La Justicia en tensión: por qué la Argentina necesita una salida institucional y acelerar una reforma integral

La Justicia argentina necesita previsibilidad, plazos más claros, decisiones comprensibles y un funcionamiento profesional capaz de devolverle a la sociedad algo que hoy no tiene: confianza.

Por Facundo Ríos
Abogado. Matrícula CPACF. F: 132 T: 860

En un sistema atravesado por vacantes en la Corte, en juzgados inferiores e incluso en la Procuración, baja confianza social, reformas parciales y desordenadas, irrupción de la inteligencia artificial y atajos que debilitan la defensa técnica, la discusión sobre la Justicia argentina se volvió un eje central de nuestra calidad democratica y un factor decisivo para nuestro futuro. Sumado a la crisis de confianza en las instituciones, en el Congreso, en la política y en el mundo empresario, es un deber moral pensar un sistema judicial que trasmita más transparencia, sea más accesible y otorgue más confiable a la ciudadanía.

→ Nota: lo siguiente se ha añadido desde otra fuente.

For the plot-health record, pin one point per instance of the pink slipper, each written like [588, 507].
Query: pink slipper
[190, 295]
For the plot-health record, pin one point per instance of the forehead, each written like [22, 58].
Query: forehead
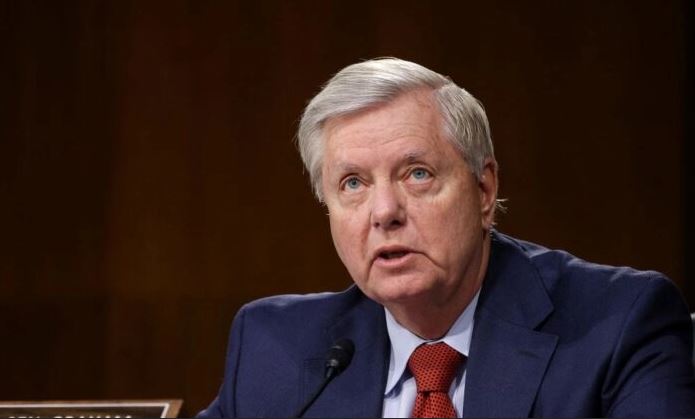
[412, 123]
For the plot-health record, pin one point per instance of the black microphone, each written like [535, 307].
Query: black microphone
[337, 359]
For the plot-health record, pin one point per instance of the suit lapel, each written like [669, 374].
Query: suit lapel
[359, 390]
[508, 357]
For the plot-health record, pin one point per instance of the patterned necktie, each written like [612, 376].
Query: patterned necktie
[434, 368]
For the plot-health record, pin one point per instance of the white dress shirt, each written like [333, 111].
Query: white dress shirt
[401, 391]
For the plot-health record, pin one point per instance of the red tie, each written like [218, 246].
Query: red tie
[434, 368]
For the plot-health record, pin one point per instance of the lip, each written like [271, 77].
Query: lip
[395, 262]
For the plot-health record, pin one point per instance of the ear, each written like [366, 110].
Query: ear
[487, 186]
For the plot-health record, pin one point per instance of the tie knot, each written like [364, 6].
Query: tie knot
[434, 367]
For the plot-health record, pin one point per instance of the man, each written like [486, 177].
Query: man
[448, 317]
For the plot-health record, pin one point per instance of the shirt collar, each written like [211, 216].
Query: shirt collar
[404, 342]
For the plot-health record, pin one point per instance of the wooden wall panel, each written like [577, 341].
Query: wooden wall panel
[150, 185]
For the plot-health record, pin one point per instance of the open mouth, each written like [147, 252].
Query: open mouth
[392, 255]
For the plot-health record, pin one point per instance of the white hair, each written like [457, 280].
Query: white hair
[360, 86]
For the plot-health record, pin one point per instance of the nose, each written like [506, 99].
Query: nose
[388, 210]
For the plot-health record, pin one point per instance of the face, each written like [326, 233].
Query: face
[409, 219]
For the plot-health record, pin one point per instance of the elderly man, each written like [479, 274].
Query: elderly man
[448, 316]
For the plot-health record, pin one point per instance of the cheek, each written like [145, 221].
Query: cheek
[346, 238]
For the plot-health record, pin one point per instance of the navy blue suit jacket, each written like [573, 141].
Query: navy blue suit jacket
[553, 336]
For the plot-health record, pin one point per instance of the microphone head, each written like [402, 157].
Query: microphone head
[339, 356]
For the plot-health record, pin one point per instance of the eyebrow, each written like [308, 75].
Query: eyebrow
[408, 158]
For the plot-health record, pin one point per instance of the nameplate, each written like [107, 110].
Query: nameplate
[92, 409]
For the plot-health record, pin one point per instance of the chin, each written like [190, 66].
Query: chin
[398, 290]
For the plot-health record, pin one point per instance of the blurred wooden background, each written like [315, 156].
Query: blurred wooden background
[149, 184]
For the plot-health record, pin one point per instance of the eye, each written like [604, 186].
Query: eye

Es muy frecuente escuchar que el problema es solo la demora de los procesos, pero ese mensaje simplifica un tema mucho más sofisticado: la necesidad de una reforma de fondo y fortalecer acuerdos politicos en un contexto politico que atenta contra ellos. En este sentido, el sistema arrastra una crisis de legitimidad, de organización y de método. La sociedad percibe a la Justicia lenta, opaca, imprevisible y muchas veces lejana.

En ese contexto, limitarse a discutir cargos, nombres o cambios aislados ya no alcanza. Hace falta una mirada más amplia sobre cómo ordenar un poder que debe garantizar previsibilidad, eficiencia, imparcialidad y profesionalismo, pero acercar la justicia a la gente. Un sistema con esas características no solo fortalece la democracia, la vigencia de la Constitución y el Estado de derecho, sino que también reduce la conflictividad social, mejora la imagen institucional del Estado y da a la economía una certeza básica para funcionar con estabilidad, atrayendo inversiones, crecimiento y desarrollo.

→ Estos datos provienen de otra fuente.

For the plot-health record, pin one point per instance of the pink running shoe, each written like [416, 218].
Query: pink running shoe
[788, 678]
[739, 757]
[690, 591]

En términos políticos, el nudo del problema está en otro lado: en la incapacidad de la dirigencia politica para tender puentes para lograr acuerdos que puedan no solo cubrir las iterminables cantidad vacantes en un poder que necesita estabilidad, continuidad y autoridad. Esta falta de acuerdos se refleja en el funcionamiento de los ultimos años del Consejo de la Magistratura, creando un coctel que profundiza la crisis de la Justicia al bloquear acuerdos para designar jueces, completar ternas, fortalecer la Procuración y ordenar una Corte que sigue funcionando con tensiones y sin resolver del todo su problema de última palabra. Mientras el sistema siga crujiendo con cargos interinos, vacantes sensibles y acuerdos que no llegan, la previsibilidad que debe ofrecer la Justicia seguirá debilitándose. No casualmente, el Colegio Público de la Abogacía de la Capital Federal respaldó en marzo la reforma del sistema de concursos para jueces impulsada desde la Corte Suprema: porque sin procedimientos de selección más ágiles, transparentes y técnicamente sólidos no hay salida institucional seria.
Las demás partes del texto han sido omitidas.